Could you be anymore pathetic?



And the answer is a resounding yes. As Max is incapable of answering the question he gets his fascist buddies and his sock puppets to vote me and BillRM down.

0 Replies
 
Brandon9000
 
  3  
Fri 23 Oct, 2020 10:25 am
@BillRM,
Brandon9000 wrote:

BillRM wrote:
Silly person indeed.................

The facts are clear an can be found by googling them.

I replied to this a couple of days ago. You have fled the argument. You are unable to provide a particle of evidence to support your lies. I win.

You are undoubtedly off to state more falsehoods and then flee if anyone asks for evidence. Let's examine your claims:

BillRM wrote:
See the federal government fining Trump firm millions of dollars for redlining his properties.

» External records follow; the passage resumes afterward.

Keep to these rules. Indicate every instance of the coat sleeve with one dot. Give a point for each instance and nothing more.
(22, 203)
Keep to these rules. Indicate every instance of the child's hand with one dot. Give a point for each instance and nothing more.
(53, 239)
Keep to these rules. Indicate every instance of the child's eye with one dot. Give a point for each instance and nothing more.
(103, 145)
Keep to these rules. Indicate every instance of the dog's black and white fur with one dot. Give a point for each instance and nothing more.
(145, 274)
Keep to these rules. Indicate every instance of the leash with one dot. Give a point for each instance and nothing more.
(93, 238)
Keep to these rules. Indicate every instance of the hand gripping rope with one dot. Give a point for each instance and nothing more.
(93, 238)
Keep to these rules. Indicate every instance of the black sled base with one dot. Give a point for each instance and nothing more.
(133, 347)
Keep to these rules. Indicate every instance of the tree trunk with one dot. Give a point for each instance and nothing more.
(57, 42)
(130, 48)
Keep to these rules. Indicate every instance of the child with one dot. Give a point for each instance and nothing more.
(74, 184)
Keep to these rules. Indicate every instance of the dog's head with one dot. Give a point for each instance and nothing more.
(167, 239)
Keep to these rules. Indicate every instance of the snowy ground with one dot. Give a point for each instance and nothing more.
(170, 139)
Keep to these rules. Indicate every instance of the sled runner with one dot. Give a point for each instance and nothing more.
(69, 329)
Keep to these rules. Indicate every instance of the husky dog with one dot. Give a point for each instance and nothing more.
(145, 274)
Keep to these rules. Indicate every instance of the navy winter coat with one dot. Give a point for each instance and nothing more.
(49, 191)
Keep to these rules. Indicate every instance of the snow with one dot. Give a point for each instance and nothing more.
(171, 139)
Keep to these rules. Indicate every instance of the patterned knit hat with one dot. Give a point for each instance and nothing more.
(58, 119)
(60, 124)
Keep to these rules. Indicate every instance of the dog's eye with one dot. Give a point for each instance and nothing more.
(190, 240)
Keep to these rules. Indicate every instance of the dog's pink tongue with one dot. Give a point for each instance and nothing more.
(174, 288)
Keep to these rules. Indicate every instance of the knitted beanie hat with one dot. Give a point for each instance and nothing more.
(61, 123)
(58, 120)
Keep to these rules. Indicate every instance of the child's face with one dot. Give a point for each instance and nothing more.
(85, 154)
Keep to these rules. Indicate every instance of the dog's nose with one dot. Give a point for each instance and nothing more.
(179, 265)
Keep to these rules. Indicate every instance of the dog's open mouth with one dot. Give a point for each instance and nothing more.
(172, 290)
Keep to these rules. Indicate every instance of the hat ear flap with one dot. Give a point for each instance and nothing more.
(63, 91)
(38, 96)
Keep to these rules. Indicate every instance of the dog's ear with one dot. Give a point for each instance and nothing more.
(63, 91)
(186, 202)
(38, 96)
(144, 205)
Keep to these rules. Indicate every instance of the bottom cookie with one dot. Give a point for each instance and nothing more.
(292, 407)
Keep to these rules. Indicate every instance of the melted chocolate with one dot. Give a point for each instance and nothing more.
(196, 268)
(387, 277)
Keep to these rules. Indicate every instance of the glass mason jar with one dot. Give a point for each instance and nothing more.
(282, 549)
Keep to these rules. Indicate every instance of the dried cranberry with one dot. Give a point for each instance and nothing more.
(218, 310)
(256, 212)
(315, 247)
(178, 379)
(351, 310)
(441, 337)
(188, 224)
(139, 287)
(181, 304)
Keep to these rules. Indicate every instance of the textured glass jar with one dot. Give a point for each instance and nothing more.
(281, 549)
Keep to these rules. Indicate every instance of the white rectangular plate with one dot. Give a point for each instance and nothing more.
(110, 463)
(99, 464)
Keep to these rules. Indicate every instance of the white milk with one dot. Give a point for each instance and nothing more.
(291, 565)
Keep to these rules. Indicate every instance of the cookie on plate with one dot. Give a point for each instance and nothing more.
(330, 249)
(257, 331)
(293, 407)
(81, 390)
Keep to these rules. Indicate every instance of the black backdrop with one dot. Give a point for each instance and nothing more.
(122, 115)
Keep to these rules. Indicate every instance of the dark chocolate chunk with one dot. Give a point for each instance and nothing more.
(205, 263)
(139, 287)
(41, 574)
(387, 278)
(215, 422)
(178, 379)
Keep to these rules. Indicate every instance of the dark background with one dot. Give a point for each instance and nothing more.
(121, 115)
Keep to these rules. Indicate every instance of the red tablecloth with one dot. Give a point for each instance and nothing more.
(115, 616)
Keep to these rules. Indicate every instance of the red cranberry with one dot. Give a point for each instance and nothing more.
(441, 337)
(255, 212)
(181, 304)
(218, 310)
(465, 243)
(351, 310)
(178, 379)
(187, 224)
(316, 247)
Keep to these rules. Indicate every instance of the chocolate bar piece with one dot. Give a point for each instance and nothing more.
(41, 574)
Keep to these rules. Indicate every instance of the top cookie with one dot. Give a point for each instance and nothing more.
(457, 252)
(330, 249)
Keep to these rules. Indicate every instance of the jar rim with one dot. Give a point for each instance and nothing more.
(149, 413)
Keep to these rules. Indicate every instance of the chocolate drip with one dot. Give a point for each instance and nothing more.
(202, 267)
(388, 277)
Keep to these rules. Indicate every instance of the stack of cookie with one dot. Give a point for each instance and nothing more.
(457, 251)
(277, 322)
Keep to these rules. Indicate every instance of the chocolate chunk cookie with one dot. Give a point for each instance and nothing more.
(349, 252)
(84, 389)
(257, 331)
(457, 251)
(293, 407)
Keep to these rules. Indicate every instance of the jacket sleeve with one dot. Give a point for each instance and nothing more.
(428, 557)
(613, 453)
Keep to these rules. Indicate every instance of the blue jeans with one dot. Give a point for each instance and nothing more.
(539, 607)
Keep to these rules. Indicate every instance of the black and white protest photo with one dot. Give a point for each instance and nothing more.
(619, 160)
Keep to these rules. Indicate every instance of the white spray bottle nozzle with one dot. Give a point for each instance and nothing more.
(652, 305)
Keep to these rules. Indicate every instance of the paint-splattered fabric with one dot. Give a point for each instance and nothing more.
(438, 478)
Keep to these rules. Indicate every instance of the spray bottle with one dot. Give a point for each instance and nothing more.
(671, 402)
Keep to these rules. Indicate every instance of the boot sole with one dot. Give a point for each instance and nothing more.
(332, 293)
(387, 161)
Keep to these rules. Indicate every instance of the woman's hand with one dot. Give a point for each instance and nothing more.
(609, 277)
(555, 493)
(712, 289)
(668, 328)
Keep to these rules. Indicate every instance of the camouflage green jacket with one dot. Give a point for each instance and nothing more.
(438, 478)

Or FAR more currently trying to sell the suburb voters that their homes will be nearly worthless if black or Latin men and women are allow to move in next to them due to the evil democrats enforcing the fair housing laws.


The truth about your 1st claim:

The federal government, or specifically HUD, accused CIT Bank of redlining and CIT Bank, without admitting guilt, agreed to offer a certain number of mortgages in certain minority neighborhoods. They were not fined anything, contrary to your claim and, oh, by the way, Treasury Secretary Steve Mnuchin and Joseph Otting, who Trump appointed to lead the Office of the Comptroller of the Currency, are associated with the bank. Trump is not.


The truth about your 2nd claim:

Trump said no such thing. I've asked you to find a link to the quotation and you fled.
BillRM
 
  -3  
Fri 23 Oct, 2020 07:49 pm
@Brandon9000,
Poor baby with the need to try too play games over the crimes and misdeeds that Trump and his family had committed over the decades

Thanks god he will be thrown out of office by the voters an then be open to all manner of criminal and civil suites.

As he always said lock him or her up.
oralloy
 
  3  
Fri 23 Oct, 2020 08:33 pm
@BillRM,
Outlawing the Democratic Party will put an end to their abuse of the law to harm those who disagree with them.
0 Replies
 
Brandon9000
 
  3  
Sat 24 Oct, 2020 11:31 pm
@BillRM,
You stated two things about him that are false.

1. You said that he was fined for redlining. He wasn't. A bank for which two of his employees worked reached an agreement to make mortgages available in certain minority neighborhoods but were not fined and Trump had nothing to do with it.

2. You claimed that he told suburban voters that their homes will be nearly worthless if black or Latin men and women are allowed to move in, but no matter how many times I ask, you cannot provide a link to that quotation.

If Trump is so bad, then why do you have to rely on making false statements about him?
0 Replies
 
farmerman
 
  3  
Fri 27 Nov, 2020 02:27 pm
3 Fed Dist judges decided that Trumps case in PA was bogus, It was without merit or evidence. The case was dismissed with prejudice. and it was unanimous (all the judges are GOP)

The LAw has won, Hyperpartisanism lost.



0 Replies
 
BillRM
 
  1  
Fri 27 Nov, 2020 08:19 pm
@BillRM,
BillRM wrote:

Poor baby with the need to try too play games over the crimes and misdeeds that Trump and his family had committed over the decades

Thanks god he will be thrown out of office by the voters an then be open to all manner of criminal and civil suites.

As he always said lock him or her up.